By: Tim McElgunn for HR Morning, Photo by Christian Wiediger on Unsplash
Time to double-check your social media policies.
The National Labor Relations Board (NLRB) has released a 2018 advice memo from its Office of General Counsel regarding “whether various Employer [CVS Health] social media rules are unlawfully overbroad“ under the National Labor Relations Act (NLRA).
The memo delivers mixed news for employers — the NLRB found that two of CVS’ social media policies did violate workers’ rights under the NLRA. But the rest of the company’s social media policies fall within the law.
So, what rights did CVS violate in its social media policies?
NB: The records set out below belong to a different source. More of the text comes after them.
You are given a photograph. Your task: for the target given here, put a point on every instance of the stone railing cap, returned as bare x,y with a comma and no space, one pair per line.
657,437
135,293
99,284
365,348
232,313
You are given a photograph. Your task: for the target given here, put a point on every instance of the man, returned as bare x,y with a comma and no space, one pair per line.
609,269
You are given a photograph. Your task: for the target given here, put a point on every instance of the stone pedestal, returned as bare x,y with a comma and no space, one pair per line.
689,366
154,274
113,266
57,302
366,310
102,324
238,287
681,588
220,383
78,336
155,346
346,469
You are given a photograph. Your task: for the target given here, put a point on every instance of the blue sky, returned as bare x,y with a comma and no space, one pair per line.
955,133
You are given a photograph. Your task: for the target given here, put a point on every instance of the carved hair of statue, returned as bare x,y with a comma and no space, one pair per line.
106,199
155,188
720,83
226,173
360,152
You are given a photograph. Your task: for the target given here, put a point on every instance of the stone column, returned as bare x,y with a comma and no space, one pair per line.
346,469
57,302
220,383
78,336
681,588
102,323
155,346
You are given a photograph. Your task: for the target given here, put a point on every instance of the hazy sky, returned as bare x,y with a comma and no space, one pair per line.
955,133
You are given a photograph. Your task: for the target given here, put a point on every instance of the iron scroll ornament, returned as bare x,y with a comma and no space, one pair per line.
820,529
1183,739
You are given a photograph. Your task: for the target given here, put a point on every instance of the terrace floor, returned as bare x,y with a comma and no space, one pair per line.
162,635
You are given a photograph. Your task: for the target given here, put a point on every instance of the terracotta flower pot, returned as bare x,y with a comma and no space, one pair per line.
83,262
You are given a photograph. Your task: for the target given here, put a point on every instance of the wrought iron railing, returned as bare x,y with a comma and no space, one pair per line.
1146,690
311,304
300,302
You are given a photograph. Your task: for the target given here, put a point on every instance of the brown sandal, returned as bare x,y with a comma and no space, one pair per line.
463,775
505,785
The two sections of CVS’ policy the Board identifies as unlawful prohibited activities protected under NLRA Section 7.
The unlawful policies, it said, impinged on workers’ rights to “discuss with each other “wages, working conditions or employment disputes,” and to “engage in concerted activities for their mutual benefit.”
Those rights were included in the NLRA to protect workers’ rights to organize and to publicize what they see as unfair, unsafe, or illegal work conditions.
Who posted this?
One of the things CVS got wrong, the board said, was trying to force employees to identify themselves by their real name any time they discussed anything about the company or its activities using social media.
But, NLRB said, “requiring employees to self-identify in order to participate in collective action would impose a significant burden on Section 7 rights.”
And the company’s restriction on undefined “employee information” on social media also broke the rules.
“While the employer has a legitimate business interest in keeping customers’ and employees’ personal and medical information confidential,” the memo says, “it has no legitimate interest in preventing employees from sharing contact information or discussing wages, working conditions or employment disputes.”
OK to ban uncivil, illegal posts
The board found no problem with CVS saying employees can’t post material that’s “discriminatory, harassing, bullying, threatening, defamatory or unlawful or any content, images or photos that they don’t have the right to use.”
The decisions, the Board said, are “consistent with the Board’s ‘duty to strike the proper balance between … asserted business justifications and the invasion of employee rights … focusing on the perspective of employees.”
What does the memo mean for your organization?
For starters, you need to review your handbooks, Code of Conduct and other formal policy statements for any language that limits workers’ Section 7 rights and modify or get rid of it altogether.
But you can’t stop there. Other federal, state and municipal laws and regulations specifically protect workers’ rights to discuss discrimination, harassment, retaliation and safety.
And many states frown on employers trying to control workers’ (legal) off-duty activities.
This is a good time to check your policies against those, as well.